04 March 2012
1911 Corset Sew Along Final Fitting
Once I put the whole corset together, it is time to lace it up and try it on to see if I need to trim or cut off the the top and bottom edges. By the time of the Edwardian era, corsets had become longer in their lines, and had more of a focus on smoothing lines and the S curve rather than the hourglass waist. The top of this particular style of corset rises over the chest line without covering the whole bust. The bottom covers the hips. The boning ends at the top of the hip so you can sit down.
I am pretty satisfied with the lines and the fit of this corset! The top softly hits at the bottom of the bust giving a little bit of lift. The bottom curves over the hips with a bit of a curve upward in the front and the back. The flat steel boning curves nicely along my body without stabbing anywhere, and clears the chair when I sit down. As a matter of fact, it is surprisingly comfortable. The one thing with this corset as opposed to my more victorian styled corsets, is that the long line makes it more difficult to lace up by myself. I can see why one would need a lady's maid to help get dressed and undressed.

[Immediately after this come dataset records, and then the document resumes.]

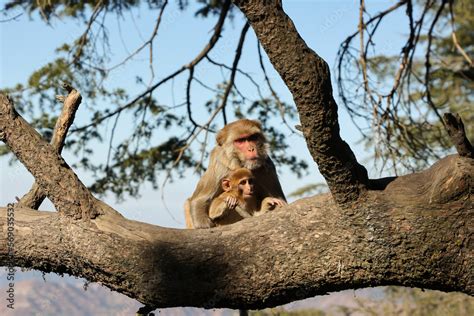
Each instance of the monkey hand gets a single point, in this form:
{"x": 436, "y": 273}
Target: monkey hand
{"x": 231, "y": 202}
{"x": 270, "y": 203}
{"x": 203, "y": 222}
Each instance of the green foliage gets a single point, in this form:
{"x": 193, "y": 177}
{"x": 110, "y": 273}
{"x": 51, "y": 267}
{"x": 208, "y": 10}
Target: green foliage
{"x": 157, "y": 132}
{"x": 405, "y": 125}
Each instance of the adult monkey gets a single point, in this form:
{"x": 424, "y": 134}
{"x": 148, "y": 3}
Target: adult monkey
{"x": 240, "y": 144}
{"x": 239, "y": 201}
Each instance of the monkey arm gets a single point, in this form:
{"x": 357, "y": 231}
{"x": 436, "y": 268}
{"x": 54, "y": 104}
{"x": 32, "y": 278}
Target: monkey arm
{"x": 218, "y": 208}
{"x": 242, "y": 211}
{"x": 207, "y": 189}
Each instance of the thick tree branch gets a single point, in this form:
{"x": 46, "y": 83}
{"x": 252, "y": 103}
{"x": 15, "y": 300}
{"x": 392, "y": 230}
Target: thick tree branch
{"x": 406, "y": 235}
{"x": 51, "y": 172}
{"x": 308, "y": 78}
{"x": 36, "y": 196}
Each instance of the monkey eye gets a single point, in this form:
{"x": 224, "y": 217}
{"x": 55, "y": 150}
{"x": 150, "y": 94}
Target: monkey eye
{"x": 252, "y": 138}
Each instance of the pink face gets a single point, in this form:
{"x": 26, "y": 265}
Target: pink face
{"x": 247, "y": 146}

I bound the top and bottom with plain navy satin. Traditionally, you might have lace trim at the top. I decided to forgo the lace since I like clean lines, and the stripes are busy enough already.
The last part is the flossing. This the embroidery at each end of the boning to keep it from moving around in its casing. The victorians had some very elaborate flossing, but most of the corsets in the edwardian era were more plain and simple. I used this corset as the inspiration for my flossing design. I bought both silver and navy embroidery floss to see which looked best.
Navy won out. The silver looked bad (too bad to bother taking a photo).
This corset has both 1/4" and 1/2" flat steel boning in it. I made X's over the 1/2" bones.